“The world isn’t exactly doing well” – that’s how Luisa Neubauer wants to convince more than a thousand students that it is important to talk about climate change. The climate activist sits before an impressive backdrop of gigantic icebergs on the sailboat “Malizia Explorer” in the heart of Antarctica. The students listening to her, meanwhile, sit by Lake Constance, in Hamburg or Berlin, and have joined via Zoom the “Classroom from the Ice.” Among the roughly 1,300 Zoom participants is also Kika host Tobias Krell, who as Checker Tobi is the face of the knowledge show of the same name.
He first connects Luisa Neubauer and the freelance journalist Lea Wowra to the virtual lesson. The two are meant to explain, from the sailing ship, the peculiarity of Antarctica in a child-friendly way, but also to share the personal impressions of their journey. They report that it is currently summer there and that it does not get dark at night.
Child-friendly is here the keyword, because the activists, journalists and scientists have strived to create a child-friendly format about climate change. The whole event takes place during normal class time and does not rely on students having energy after a long day of school to engage with climate change.

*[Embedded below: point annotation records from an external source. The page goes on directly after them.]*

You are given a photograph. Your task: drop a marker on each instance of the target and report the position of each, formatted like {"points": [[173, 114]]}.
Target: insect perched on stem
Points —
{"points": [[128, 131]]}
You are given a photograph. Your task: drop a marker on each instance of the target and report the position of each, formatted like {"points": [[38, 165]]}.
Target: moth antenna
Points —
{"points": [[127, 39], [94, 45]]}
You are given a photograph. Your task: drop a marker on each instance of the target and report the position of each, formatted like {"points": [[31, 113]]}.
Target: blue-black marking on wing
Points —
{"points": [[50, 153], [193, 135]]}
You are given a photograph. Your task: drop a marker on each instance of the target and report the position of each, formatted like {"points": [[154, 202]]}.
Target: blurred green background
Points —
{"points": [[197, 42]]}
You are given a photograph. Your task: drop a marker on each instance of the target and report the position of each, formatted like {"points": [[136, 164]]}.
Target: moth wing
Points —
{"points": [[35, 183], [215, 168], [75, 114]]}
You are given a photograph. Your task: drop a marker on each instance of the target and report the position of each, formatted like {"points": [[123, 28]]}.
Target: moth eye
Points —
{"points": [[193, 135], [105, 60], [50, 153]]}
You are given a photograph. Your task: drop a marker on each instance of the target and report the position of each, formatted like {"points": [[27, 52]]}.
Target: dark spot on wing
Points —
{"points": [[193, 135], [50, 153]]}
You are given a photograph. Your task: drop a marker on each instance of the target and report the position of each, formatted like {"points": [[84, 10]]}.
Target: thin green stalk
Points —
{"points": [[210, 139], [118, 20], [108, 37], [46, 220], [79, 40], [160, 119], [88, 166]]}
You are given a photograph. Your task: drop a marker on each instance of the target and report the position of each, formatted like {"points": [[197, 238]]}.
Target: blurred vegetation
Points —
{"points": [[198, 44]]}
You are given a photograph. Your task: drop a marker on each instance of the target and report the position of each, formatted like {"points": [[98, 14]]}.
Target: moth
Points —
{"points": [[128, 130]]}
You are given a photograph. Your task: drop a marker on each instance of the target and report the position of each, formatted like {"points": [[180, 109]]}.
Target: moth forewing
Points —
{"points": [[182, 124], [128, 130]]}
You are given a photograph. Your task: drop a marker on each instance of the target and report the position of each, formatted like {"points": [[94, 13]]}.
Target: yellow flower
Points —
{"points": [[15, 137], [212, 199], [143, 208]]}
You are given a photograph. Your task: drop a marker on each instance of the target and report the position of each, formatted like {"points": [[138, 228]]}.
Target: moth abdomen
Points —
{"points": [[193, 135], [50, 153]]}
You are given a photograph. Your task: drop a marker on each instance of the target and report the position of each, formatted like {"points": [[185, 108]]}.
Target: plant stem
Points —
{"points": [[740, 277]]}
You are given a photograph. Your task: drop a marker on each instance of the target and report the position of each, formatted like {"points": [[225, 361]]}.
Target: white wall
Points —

Birte Lorenzen-Herrmann, formerly a teacher and now head of the educational program of the “Malizia Explorer,” praises in the Zoom call that the children with their interest in the ocean and climate are taking an important step. This knowledge is necessary in order to be able to do something against climate change. The invited guests talk about the humpback whale and the sounds of the glaciers. Only one thing is surprisingly given little space: how badly Antarctica actually is faring.
The Drama of the Climate Crisis Is Not Apparent
Surely it is interesting that the glacier roars at night, as Neubauer describes, or that the earwax of humpback whales provides insights into their travels, their health and their environment, as Wowra reports. But that the glaciers of Antarctica are losing volume at a record pace and that the Antarctic ice sheet reached its third-lowest maximum extent this September since measurements began, that is not mentioned in the lesson.
Wowra and Neubauer warn, indeed, that the melting ice could cause sea levels to rise worldwide. But they do not make this abstract danger concrete: that islands could disappear, cities could be flooded and storm surges become even more dangerous.
In addition, Neubauer tries to mimic the word choice and tone of a child. This is confusing given that some of the listeners are 14- to 15-year-old teenagers, while others have just learned the basics in second grade. Creating a learning format “for all ages” – the self-imposed goal of the initiative “My Ocean Challenge,” which underpins the Antarctic classroom – is indeed an ambitious task.
Surely the organizers did not intend to scare the listening children. Yet they have slipped into a slightly exaggerated optimism that does not do justice to the dramatic situation. One can indeed entrust children with seriousness – here it would have been necessary.